A Sofía y Gabriela que están en el asunto de preguntar.
A Martina que pregunta con los ojos.
Recuerdo tus manos.
Tenían una especie de poder, una suavidad y una firmeza entrelazadas.
Muchas cosas las he olvidado. Esta fecha se me había obliterado de los
recuerdos. No como se olvida una cita o tomar una pastilla, sino como se olvida
lo que siempre llevamos puesto. Yo te llevo de esa manera, tu mano puesta sobre
mí.
Cuando éramos niños, tus manos eran el mundo; sobre el
pecho cuando estábamos enfermos, en la mejilla cuando se cometía un error y nos
corregías con suavidad, cuando dolía…las siento tan reales como cuando eran el
día y el comienzo de la noche, la diferencia entre la locura de la fiebre y el alivio
del paño húmedo.
Recuerdo tus manos porque sus venas son las mismas que
veo ahora en las mías, un hombre que tiene la edad que tú tenías antes de la
muerte.
Recuerdo tus manos porque quisiera pensar que tengo el
mismo poder con mi hija, que en sus momentos de dolor busca esa firmeza y
tesitura tuya en las manos de su padre. Es algo que acepta sin explicación, magia
pasada de madre a hijo, cree ella.
(El otro día en el odontólogo a Gabriela le sacaron un
diente. Luego de la dolorosa punzada, por un rato largo estuvo como una niña
pequeña entre las manos y los brazos de su padre, en silencio, con los ojos
abiertos, con resignación, protegida contra el dolor inclemente del mundo.)
Recuerdo tus manos porque son las mismas de mi hija, una
conformidad que llega hasta los pies -los dedos de sus pies se montan el uno
sobre el otro como cuando te ponías zapatos abiertos-. Ella no lo sabe, pero
cada día te veo en sus detalles, en sus dedos, en su cadera.
Recuerdo tus manos porque algo las resguardaba de todo
lo que debiste hacer cuando vivíamos en el viejo hospital militar y yo aprendía
a montar bicicleta entre los robles y las hayas al borde del Mississippi. Las recuerdo porque nunca cambiaron; fueron las manos
de una niña y de una esposa y de una madre y de una mujer amada. No envejecieron,
como no lo hizo ese anillo infantil de oro que nunca te quitaste.
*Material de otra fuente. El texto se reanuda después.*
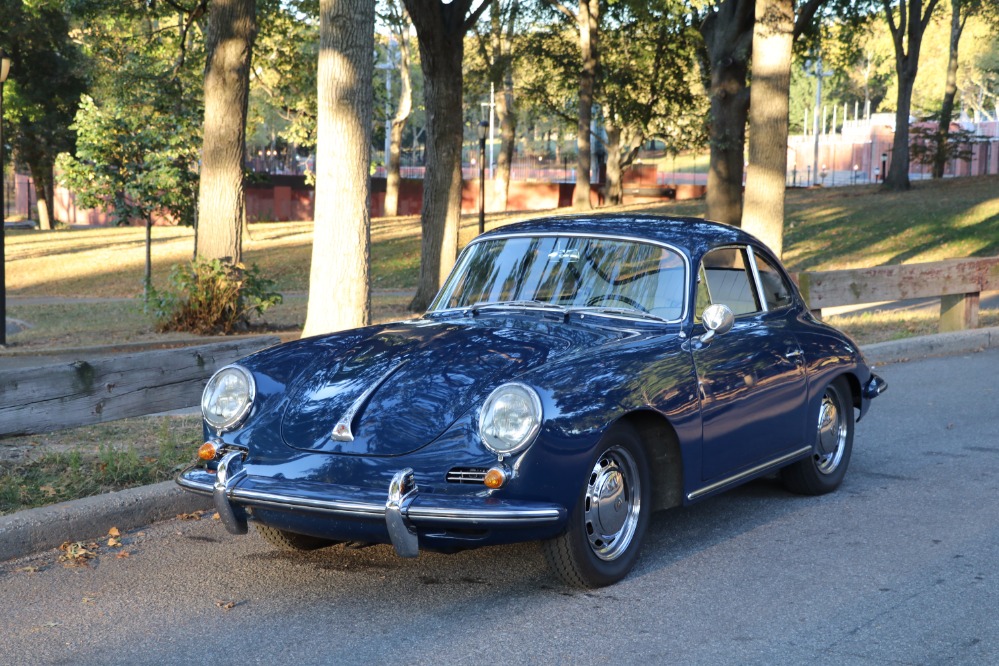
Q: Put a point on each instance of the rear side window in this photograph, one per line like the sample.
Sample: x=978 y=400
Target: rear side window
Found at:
x=776 y=291
x=724 y=277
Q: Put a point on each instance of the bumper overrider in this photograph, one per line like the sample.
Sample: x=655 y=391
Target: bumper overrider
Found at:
x=403 y=510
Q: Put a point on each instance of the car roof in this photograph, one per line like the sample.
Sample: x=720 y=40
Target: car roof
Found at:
x=691 y=233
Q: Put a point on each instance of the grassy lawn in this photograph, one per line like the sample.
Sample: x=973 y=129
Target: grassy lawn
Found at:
x=827 y=229
x=42 y=469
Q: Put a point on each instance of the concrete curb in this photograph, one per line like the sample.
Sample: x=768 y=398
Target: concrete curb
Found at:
x=40 y=529
x=35 y=530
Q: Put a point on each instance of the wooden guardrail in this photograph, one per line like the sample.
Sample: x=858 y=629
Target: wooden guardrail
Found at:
x=107 y=388
x=958 y=282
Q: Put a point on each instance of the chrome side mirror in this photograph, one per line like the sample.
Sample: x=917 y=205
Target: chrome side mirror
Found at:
x=718 y=319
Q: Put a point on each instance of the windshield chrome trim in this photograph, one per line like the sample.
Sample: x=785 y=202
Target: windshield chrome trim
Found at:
x=557 y=234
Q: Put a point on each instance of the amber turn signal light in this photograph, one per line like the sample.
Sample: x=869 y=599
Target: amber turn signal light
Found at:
x=495 y=478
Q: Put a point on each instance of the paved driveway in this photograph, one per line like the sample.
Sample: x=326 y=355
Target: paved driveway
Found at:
x=901 y=566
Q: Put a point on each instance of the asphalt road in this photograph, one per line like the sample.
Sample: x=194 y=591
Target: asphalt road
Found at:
x=897 y=567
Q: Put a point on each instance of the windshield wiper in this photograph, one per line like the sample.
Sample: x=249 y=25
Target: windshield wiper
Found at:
x=529 y=304
x=624 y=312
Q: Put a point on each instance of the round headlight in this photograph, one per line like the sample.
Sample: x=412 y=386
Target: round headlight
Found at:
x=510 y=419
x=228 y=397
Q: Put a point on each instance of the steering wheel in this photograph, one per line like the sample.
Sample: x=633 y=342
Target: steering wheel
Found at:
x=616 y=297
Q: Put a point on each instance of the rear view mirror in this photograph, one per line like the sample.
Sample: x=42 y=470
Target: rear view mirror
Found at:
x=718 y=319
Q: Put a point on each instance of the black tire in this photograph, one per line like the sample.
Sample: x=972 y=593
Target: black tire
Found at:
x=596 y=550
x=290 y=540
x=823 y=471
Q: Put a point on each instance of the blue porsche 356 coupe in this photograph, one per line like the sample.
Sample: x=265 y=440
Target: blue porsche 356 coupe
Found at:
x=573 y=375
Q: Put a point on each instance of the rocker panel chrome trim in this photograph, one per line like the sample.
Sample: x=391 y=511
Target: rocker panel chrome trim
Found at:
x=732 y=480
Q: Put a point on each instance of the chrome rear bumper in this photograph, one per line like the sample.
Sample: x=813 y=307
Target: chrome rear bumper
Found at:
x=402 y=509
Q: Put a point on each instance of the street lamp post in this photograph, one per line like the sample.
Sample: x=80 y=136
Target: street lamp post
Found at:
x=4 y=70
x=483 y=128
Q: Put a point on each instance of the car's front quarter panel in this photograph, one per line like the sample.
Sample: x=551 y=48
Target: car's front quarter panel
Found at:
x=829 y=353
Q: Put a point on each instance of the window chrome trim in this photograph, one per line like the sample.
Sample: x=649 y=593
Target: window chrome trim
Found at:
x=757 y=282
x=555 y=234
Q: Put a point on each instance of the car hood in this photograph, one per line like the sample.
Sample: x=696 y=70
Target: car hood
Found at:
x=395 y=388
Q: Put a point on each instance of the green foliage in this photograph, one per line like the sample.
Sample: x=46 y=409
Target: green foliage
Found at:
x=925 y=144
x=139 y=131
x=47 y=77
x=209 y=296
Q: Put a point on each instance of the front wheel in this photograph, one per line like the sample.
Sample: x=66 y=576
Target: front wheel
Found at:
x=608 y=524
x=824 y=470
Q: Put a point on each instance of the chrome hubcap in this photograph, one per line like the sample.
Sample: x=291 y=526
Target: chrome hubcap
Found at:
x=832 y=433
x=612 y=504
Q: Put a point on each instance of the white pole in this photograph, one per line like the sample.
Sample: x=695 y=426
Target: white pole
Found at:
x=492 y=108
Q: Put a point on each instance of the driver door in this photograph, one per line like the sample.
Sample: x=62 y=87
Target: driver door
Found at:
x=751 y=380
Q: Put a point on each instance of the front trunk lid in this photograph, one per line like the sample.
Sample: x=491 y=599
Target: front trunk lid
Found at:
x=401 y=386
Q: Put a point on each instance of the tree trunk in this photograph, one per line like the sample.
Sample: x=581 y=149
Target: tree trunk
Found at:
x=508 y=137
x=613 y=188
x=728 y=35
x=588 y=21
x=763 y=215
x=147 y=277
x=232 y=28
x=41 y=177
x=392 y=178
x=908 y=32
x=441 y=31
x=339 y=281
x=501 y=41
x=950 y=91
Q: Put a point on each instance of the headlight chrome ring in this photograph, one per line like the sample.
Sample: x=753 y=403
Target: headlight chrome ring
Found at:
x=510 y=419
x=228 y=397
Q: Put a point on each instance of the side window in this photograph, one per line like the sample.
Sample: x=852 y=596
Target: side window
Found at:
x=724 y=278
x=775 y=289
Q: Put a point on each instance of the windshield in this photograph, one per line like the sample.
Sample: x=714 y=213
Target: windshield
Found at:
x=569 y=272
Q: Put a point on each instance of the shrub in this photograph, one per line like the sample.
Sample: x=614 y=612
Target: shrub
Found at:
x=208 y=296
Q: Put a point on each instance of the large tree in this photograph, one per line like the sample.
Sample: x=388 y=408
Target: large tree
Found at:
x=907 y=29
x=773 y=37
x=728 y=38
x=232 y=28
x=339 y=282
x=441 y=30
x=496 y=49
x=586 y=18
x=399 y=24
x=645 y=90
x=960 y=10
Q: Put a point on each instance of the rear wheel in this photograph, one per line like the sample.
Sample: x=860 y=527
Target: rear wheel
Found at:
x=608 y=524
x=824 y=470
x=290 y=540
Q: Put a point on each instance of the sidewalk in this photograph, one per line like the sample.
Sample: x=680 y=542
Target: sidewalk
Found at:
x=47 y=527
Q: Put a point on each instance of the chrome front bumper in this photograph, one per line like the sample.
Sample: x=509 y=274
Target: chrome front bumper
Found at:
x=875 y=387
x=403 y=509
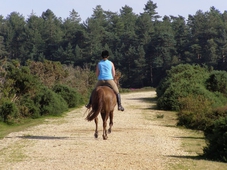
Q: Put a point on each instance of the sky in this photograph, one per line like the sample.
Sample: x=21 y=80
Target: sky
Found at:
x=62 y=8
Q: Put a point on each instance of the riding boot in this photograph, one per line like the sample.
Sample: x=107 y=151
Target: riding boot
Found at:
x=119 y=102
x=88 y=106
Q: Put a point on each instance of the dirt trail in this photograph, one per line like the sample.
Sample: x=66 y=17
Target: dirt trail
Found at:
x=68 y=143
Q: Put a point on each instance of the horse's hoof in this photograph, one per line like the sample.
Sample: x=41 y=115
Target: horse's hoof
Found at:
x=104 y=137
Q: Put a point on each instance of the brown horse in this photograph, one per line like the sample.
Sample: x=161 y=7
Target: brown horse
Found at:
x=104 y=101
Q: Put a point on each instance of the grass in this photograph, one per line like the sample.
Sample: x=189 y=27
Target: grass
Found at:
x=192 y=142
x=6 y=129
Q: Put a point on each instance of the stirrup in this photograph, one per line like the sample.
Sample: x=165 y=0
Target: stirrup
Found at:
x=121 y=108
x=88 y=106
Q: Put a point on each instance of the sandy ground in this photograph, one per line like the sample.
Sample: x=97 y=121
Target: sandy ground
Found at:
x=68 y=143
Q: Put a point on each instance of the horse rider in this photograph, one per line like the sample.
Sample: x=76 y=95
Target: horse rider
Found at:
x=105 y=71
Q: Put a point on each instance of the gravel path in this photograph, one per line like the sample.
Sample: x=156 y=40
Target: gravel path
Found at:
x=68 y=143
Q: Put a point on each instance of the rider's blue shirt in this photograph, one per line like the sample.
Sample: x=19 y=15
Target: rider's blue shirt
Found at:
x=105 y=70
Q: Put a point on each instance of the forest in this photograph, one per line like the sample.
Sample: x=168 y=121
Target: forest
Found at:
x=47 y=64
x=142 y=46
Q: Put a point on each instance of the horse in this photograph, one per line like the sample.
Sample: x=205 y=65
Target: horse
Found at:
x=103 y=101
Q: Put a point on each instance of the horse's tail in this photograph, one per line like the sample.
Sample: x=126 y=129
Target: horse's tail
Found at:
x=97 y=104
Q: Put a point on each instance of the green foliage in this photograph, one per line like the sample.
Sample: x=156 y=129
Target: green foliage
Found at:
x=8 y=111
x=50 y=103
x=217 y=82
x=71 y=96
x=217 y=140
x=28 y=108
x=180 y=81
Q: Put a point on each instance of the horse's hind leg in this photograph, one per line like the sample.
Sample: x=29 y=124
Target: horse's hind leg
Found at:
x=96 y=127
x=104 y=118
x=111 y=122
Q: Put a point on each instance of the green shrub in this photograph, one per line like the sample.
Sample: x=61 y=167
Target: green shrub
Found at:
x=217 y=141
x=194 y=112
x=217 y=82
x=8 y=111
x=28 y=108
x=192 y=74
x=71 y=96
x=49 y=102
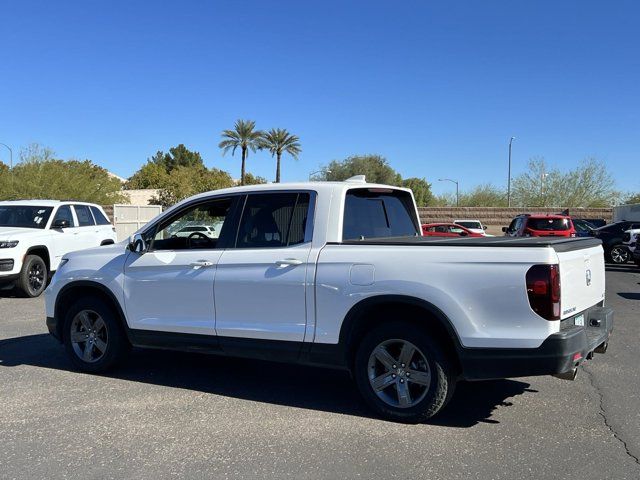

Recuerdo tus manos y la manera en que trenzaron las velas
y el yute y el costal y los frutos de rojo rimbombante antes de la llegada de
cada navidad. Las recuerdo enredadas en el hilo en tu Singer de la era
espacial, la forma en que se acomodaban a las tijeras que tuviste por años,
cómo sostenían el café y el inclemente cigarrillo de las mañanas.
Recuerdo tus manos y nunca las olvidaré porque son las
mismas manos que se posan sobre mi hija y que ella posará sobre sus hijos;
que mi hermana posa sobre Sofía y mi hermano Andrés sobre Martina.
Las recuerdo también en el último día de tu vida cuando
pediste una hoja de papel para escribir algo y no pudiste. Eran las mismas
manos que en la muerte fueron tu voz, pero aunque tratamos con furia no
entendimos lo que nos querías decir…si tan solo fuera que las sostuviéramos por un instante.